Why Flare Limits FAsset Minting During Songbird Testing Phase
- Hugo Philion explains FAsset test limitations due to collateral risks capped at $300k for code-related exploits.
- FAsset scaling is restricted to ensure security and effectiveness before transitioning to Flare’s main network.
The recent updates regarding Flare’s FAsset testing on Songbird have received a lot of attention, especially given its design and limitations. Co-founder of Flare Hugo Philion responded on X to help to understand the present status of the testing phase.
With a $2 million per asset threshold and limitations linked to the accessible agent and pool collateral, he underlined that the FAsset test is purposefully limited.
The FAsset test on Songbird has been designed to be limited in nature. The amount of FAsset that can be issued is limited both by a $2M per asset cap and the amount of agent and pool collateral.
As we have seen the system is fully minted most of the time. So why aren’t agents…
— Hugo Philion ☀️ (@HugoPhilion) December 21, 2024
Flare Labs Limits Collateral to Ensure Security During Testing Phase
Philion answered a fundamental concern from the community: why aren’t agents putting more collateral to boost minting near the cap? The small risk coverage given during the testing stage holds the key. Flare Labs is covering the risk of possible exploits resulting from code problems, as Philion clarified, just up to $300,000.

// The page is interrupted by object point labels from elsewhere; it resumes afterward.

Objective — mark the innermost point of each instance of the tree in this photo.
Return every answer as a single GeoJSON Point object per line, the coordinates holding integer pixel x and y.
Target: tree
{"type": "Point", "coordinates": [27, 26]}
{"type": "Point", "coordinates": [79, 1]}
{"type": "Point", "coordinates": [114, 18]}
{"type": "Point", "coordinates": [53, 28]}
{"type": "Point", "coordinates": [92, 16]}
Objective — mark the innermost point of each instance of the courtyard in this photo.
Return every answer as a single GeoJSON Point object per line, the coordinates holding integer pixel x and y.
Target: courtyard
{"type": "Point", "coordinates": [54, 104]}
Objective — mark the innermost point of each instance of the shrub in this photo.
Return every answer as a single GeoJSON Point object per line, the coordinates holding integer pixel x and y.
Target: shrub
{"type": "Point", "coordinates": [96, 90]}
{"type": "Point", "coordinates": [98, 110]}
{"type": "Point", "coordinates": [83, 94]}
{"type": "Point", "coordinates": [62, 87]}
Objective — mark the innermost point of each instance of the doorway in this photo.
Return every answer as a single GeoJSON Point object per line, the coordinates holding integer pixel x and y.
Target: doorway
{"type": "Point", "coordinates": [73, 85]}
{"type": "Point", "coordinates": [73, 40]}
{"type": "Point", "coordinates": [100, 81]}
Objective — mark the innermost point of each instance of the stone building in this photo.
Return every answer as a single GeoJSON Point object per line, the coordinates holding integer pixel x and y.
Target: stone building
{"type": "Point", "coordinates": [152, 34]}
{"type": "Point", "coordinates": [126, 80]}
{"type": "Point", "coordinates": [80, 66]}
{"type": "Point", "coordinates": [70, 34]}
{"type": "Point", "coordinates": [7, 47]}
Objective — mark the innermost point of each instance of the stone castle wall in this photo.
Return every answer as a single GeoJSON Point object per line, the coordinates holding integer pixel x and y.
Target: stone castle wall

Although agents are theoretically permitted to offer additional collateral, they remain wary as any problems above the $300,000 limit would not be covered.
This restriction will stay in effect until the tests finish and FAssets completely switch to Flare’s main network. For this phase, Philion pointed out that expanding the test system’s scale provides no extra benefit.

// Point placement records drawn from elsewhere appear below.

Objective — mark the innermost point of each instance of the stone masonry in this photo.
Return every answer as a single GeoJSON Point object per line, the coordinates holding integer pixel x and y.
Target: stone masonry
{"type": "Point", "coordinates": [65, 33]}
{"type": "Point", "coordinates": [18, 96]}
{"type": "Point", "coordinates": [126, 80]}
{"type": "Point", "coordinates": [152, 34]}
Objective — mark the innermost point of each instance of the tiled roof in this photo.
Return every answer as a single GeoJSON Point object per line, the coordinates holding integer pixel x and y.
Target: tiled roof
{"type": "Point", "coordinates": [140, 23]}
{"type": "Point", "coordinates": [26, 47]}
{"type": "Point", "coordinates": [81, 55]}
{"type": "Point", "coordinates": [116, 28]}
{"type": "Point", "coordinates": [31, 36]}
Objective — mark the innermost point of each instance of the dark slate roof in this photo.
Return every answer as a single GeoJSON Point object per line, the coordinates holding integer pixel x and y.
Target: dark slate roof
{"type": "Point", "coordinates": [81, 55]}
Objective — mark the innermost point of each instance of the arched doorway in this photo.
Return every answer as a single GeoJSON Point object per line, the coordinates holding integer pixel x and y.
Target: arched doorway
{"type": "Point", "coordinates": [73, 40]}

This careful technique emphasizes Flare’s dedication to guaranteeing security and durability prior to operation expansion. It also emphasizes the calculated actions Flare is doing to foster trust inside its habitat. As reported by Crypto News Flash (CNF), Flare lately teamed with ChainPatrol to improve Web3 security.

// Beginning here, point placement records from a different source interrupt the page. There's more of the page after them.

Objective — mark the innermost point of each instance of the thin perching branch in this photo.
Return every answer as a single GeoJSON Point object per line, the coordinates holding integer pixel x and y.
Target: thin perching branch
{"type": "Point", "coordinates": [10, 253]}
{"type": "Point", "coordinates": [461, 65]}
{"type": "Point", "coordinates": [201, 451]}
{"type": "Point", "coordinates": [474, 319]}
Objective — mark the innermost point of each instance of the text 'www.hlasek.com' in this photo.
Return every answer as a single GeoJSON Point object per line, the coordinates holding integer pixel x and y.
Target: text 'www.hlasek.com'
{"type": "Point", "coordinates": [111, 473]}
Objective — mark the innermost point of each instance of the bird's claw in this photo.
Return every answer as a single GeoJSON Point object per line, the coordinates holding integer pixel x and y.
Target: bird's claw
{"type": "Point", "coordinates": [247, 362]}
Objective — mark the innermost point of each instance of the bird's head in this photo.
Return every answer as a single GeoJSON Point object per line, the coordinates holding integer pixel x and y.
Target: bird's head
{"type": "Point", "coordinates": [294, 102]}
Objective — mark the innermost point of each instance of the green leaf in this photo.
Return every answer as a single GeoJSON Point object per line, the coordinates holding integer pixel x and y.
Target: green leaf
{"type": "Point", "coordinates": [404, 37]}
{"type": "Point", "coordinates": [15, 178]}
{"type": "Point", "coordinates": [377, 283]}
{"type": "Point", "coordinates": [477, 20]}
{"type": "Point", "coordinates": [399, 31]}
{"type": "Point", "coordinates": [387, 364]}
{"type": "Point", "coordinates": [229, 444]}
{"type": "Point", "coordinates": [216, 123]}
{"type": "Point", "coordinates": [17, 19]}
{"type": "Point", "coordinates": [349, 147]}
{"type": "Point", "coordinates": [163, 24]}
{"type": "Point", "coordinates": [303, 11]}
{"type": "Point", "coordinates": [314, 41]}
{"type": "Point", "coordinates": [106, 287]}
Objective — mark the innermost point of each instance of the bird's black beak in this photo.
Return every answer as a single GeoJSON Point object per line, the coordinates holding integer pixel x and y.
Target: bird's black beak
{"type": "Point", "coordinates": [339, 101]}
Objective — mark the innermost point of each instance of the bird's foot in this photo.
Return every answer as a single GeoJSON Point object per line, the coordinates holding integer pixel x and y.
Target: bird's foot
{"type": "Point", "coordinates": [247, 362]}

This partnership seeks to address common risks, including phishing, social engineering, and impersonation, thereby safeguarding Flare’s users on Discord, Slack, and Telegram bots. The real-time threat monitoring offered by ChainPatrol adds a vital layer of protection, therefore supporting Flare’s commitment to user safety.
Meanwhile, Flare’s native token, FLR, has suffered recent market swings. FLR is swapped hands at about $0.02598 at the time of writing; it has dropped 13.04% over the last 7 days and 3.25% over the last 24 hours.
Disclaimer: The content of this article solely reflects the author's opinion and does not represent the platform in any capacity. This article is not intended to serve as a reference for making investment decisions.